The strike began after a drop in the price of gold on international markets caused the mine owners to cut wages for white mine workers, who were better paid than black workers. The Chamber of Mines, the employers’ organization, deliberately fomented racial divisions and threatened to give black workers access to jobs held by white workers. As the white miners began their strike, they made no effort to appeal to black workers. The uprising consisted overwhelmingly of white workers and the slogan “for a white South Africa” was widespread. Consequently, it did not attract the support of the African nationalist movement, including the African National Congress, which had been founded in 1912.

Leaders of the newly formed South African Communist Party, which had been founded based on the unity of black and white workers, played a leading role in the strike, but the party adapted to the chauvinistic sentiments of many white workers. Nevertheless, when white workers attacked black workers, the Communist Party issued leaflets with the slogan “Hands off the black workers!”

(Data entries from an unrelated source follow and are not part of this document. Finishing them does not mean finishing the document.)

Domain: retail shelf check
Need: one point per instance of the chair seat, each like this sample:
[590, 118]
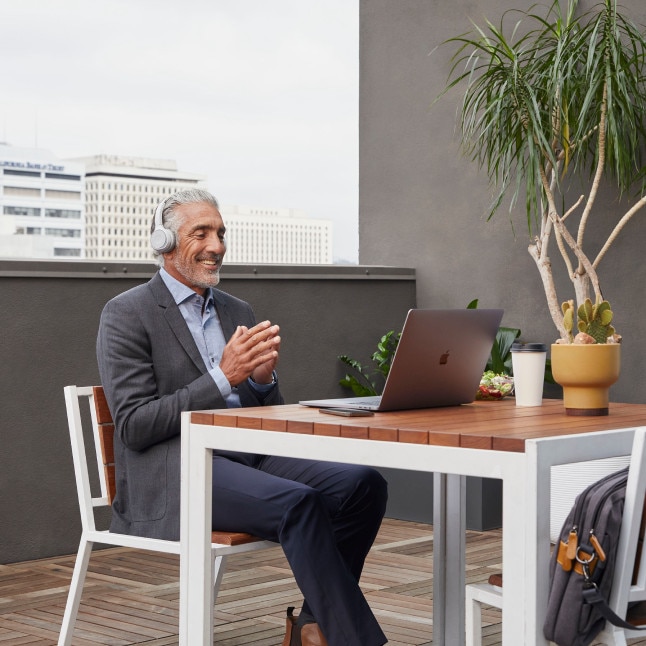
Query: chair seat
[233, 538]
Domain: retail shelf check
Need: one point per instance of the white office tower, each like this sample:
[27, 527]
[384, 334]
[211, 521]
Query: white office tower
[278, 236]
[121, 194]
[41, 204]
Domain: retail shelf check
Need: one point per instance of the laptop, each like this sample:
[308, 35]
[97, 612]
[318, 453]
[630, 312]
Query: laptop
[439, 361]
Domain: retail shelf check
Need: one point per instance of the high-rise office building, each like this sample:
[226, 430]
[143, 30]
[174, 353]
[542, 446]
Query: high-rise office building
[41, 204]
[120, 197]
[278, 236]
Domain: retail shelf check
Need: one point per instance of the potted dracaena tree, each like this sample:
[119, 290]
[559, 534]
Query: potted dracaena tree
[562, 96]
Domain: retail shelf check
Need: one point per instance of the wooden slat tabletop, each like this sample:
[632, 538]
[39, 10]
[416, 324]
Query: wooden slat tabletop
[497, 425]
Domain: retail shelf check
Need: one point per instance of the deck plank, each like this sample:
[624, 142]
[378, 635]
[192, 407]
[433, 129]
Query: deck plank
[131, 596]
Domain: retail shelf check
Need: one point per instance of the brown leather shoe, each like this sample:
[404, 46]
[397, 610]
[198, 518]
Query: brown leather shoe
[292, 631]
[311, 635]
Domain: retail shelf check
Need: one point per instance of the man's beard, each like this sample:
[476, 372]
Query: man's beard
[197, 277]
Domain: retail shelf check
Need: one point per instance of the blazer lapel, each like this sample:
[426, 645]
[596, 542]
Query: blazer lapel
[176, 321]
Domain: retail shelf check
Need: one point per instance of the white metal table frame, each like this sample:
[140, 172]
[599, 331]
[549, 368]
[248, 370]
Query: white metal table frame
[526, 499]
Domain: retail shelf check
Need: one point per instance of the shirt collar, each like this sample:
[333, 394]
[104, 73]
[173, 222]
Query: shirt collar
[181, 292]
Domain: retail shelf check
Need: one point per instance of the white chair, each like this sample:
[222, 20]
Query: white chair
[223, 544]
[629, 582]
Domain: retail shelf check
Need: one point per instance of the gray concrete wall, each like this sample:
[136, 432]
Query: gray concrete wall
[49, 314]
[421, 204]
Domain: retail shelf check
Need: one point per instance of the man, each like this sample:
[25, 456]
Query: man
[177, 344]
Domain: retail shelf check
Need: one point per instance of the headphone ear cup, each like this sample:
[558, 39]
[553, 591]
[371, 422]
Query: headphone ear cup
[162, 239]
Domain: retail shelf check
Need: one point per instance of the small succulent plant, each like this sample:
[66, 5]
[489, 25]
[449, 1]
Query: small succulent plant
[593, 321]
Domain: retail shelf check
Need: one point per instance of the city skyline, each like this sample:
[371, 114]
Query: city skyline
[260, 97]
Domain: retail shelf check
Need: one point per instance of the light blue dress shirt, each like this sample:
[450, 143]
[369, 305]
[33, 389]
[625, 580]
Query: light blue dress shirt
[204, 324]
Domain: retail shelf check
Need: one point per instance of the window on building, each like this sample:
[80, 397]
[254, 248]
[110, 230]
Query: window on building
[62, 195]
[62, 213]
[76, 178]
[21, 173]
[22, 210]
[63, 233]
[20, 191]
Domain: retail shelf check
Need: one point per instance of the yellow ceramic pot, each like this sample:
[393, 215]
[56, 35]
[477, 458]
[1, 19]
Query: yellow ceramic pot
[586, 373]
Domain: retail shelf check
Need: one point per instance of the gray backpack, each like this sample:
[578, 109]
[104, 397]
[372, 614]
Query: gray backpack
[583, 564]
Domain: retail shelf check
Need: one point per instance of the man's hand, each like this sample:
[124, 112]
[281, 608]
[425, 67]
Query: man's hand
[251, 352]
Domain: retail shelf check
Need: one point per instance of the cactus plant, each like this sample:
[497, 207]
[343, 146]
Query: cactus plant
[593, 321]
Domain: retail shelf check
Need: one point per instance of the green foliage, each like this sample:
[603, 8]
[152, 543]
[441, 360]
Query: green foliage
[365, 382]
[535, 99]
[594, 320]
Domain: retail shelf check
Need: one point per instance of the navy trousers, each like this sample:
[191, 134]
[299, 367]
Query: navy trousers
[325, 515]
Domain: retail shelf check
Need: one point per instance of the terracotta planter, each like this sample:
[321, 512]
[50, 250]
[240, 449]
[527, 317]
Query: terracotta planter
[586, 373]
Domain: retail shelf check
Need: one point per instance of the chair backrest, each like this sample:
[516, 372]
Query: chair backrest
[87, 502]
[629, 582]
[103, 436]
[104, 428]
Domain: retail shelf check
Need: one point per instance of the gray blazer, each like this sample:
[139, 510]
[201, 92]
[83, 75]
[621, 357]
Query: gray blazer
[151, 371]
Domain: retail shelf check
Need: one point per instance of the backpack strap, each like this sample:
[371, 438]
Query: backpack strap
[592, 596]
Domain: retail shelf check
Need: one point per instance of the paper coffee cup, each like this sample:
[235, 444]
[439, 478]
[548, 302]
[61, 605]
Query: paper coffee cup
[528, 362]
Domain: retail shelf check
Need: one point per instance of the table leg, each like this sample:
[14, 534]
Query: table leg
[196, 589]
[449, 546]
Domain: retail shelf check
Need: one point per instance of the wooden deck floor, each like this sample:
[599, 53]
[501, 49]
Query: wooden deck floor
[131, 597]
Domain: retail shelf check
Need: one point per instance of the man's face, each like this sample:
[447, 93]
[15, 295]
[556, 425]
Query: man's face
[197, 256]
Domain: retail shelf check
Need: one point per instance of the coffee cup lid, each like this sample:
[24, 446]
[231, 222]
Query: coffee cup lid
[528, 347]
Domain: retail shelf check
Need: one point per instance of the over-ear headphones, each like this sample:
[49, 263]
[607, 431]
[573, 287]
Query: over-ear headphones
[162, 239]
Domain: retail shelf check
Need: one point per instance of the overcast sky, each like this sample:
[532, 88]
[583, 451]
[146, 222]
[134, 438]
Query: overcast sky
[259, 95]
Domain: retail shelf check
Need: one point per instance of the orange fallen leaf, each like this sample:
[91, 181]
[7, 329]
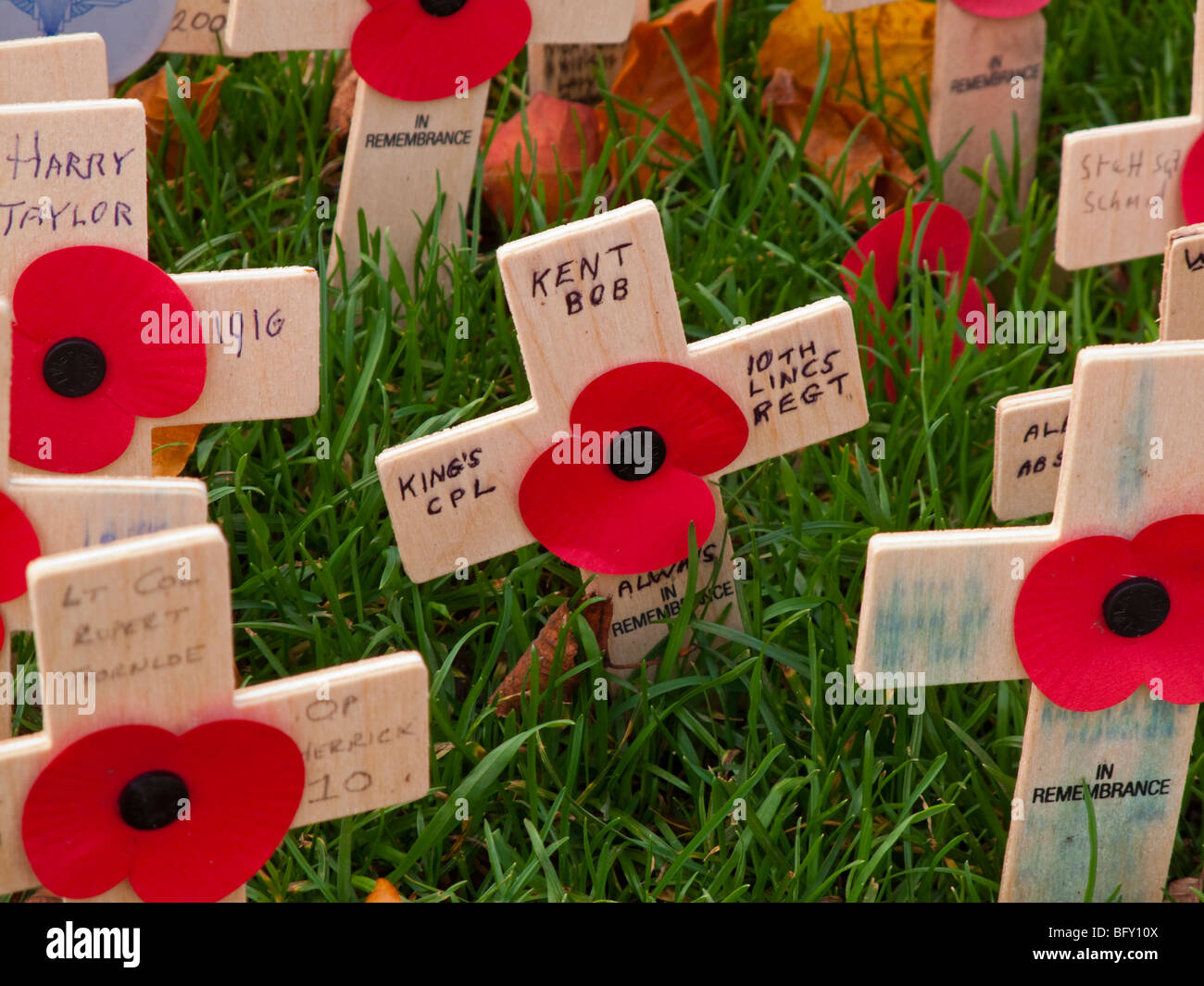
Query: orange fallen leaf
[172, 448]
[384, 893]
[516, 686]
[152, 93]
[847, 144]
[896, 39]
[651, 80]
[554, 143]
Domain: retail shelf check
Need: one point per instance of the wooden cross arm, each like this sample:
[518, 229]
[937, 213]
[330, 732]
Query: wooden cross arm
[454, 496]
[264, 336]
[70, 514]
[1110, 180]
[20, 761]
[266, 25]
[53, 69]
[797, 378]
[361, 728]
[1030, 431]
[943, 604]
[285, 25]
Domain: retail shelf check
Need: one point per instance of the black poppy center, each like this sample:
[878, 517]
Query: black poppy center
[73, 368]
[1136, 607]
[442, 7]
[637, 454]
[152, 800]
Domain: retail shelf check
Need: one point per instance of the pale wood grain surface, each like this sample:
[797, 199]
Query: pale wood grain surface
[151, 619]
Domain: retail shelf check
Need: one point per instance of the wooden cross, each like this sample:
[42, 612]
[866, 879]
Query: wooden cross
[943, 604]
[398, 188]
[1121, 185]
[68, 514]
[570, 71]
[586, 299]
[986, 73]
[149, 620]
[73, 173]
[53, 69]
[132, 29]
[196, 28]
[1030, 429]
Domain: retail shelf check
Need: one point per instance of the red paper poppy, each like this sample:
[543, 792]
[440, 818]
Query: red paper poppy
[93, 351]
[940, 243]
[20, 547]
[108, 808]
[1100, 617]
[1193, 183]
[1002, 7]
[618, 493]
[420, 49]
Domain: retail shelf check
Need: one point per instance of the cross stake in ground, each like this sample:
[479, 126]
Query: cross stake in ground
[151, 620]
[986, 83]
[75, 176]
[944, 604]
[398, 187]
[68, 514]
[1030, 429]
[589, 299]
[1122, 185]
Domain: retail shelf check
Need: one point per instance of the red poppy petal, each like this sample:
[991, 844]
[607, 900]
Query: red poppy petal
[116, 300]
[702, 426]
[245, 784]
[590, 518]
[84, 433]
[1000, 7]
[1193, 183]
[1062, 637]
[20, 547]
[974, 300]
[406, 53]
[75, 840]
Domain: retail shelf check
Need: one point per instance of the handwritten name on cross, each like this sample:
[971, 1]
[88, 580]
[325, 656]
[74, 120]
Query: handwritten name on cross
[1030, 429]
[149, 619]
[68, 514]
[943, 604]
[401, 156]
[1121, 185]
[986, 80]
[73, 173]
[586, 299]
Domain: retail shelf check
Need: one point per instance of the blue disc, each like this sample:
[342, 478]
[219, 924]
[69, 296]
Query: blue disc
[132, 29]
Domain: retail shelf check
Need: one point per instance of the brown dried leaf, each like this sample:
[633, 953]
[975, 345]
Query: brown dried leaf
[172, 448]
[384, 893]
[841, 125]
[896, 36]
[152, 93]
[561, 141]
[514, 686]
[651, 80]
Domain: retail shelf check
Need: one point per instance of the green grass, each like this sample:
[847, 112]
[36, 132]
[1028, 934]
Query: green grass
[633, 797]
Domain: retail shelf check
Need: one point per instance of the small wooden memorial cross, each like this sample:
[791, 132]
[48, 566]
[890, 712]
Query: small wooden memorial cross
[986, 80]
[570, 71]
[588, 299]
[140, 634]
[132, 29]
[392, 172]
[1030, 429]
[1121, 191]
[952, 605]
[68, 514]
[53, 69]
[75, 175]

By early January, the entire South African mining industry and most related industries had been shut down. Because of the intransigence of the mine owners, workers began to organize paramilitary self-defense units. The government declared martial law and troops, police and armed “citizens’ militias” of the middle class were mobilized. By March 10 a full-scale insurrection took place. The workers’ paramilitaries seized railway stations and controlled the city of Johannesburg.

They were met with brutal force by the government under the leadership of Prime Minister Jan Smuts. Aerial bombardments killed hundreds, including Communist Party leaders. Miners were forced to surrender, and thousands were taken prisoner. Four strike leaders were subsequently hanged in the repression that followed.